# trailground brilon



## obiwen (12. März 2015)

Weiß jemand wie es um den Trailground Brilon bestellt ist ? Sollte doch Anfang diesen Jahres fertig werden. Im Internet gibt's nach wie vor nur die alten Pressemitteilungen vom Spätsommer letzten Jahres.


----------



## Ute-erace (22. März 2015)

Der Trail wird erst nach Ostern eröffnet. Beim Sturm sind neulich noch etliche Bäume auf den Trail gekippt. 
Kurze Warnung für alle: entlang der Strecke steht viel Wild, also Augen offen halten und nicht nur brettern. Übrigens
soll es ein familienfreundlicher Trail sein und so muss mit ganzen Familien gerechnet werden die langsam den Trail fahren.


----------



## MTB-News.de




----------



## Mountain77 (22. März 2015)

Danke für den Hinweis! Wie sind den sonst so die Streckenverhaeltnisse um Brilon?
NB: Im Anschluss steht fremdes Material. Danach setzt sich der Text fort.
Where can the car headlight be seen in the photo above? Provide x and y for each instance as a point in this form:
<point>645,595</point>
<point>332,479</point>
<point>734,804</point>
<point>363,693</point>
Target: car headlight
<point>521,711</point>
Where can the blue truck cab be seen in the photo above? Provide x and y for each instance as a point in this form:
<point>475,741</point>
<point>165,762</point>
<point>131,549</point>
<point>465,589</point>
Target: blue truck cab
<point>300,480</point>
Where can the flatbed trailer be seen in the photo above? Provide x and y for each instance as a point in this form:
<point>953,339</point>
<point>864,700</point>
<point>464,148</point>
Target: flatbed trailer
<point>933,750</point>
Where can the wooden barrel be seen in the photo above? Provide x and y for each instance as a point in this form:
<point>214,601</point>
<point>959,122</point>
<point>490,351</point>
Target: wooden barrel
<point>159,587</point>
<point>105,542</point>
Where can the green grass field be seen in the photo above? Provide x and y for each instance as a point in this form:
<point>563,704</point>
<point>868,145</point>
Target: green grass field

Wir sollten vielleicht hier weiterschreiben:
http://www.mtb-news.de/forum/t/neuer-trail-um-brilon.722157/page-2


----------



## liquid-life-de (10. April 2015)

Hier ein paar neue Bilder und Infos: 

http://www.liquid-life.de/trailground-brilon#

Die offizielle Eröffnung ist am 18.04.2015 !


----------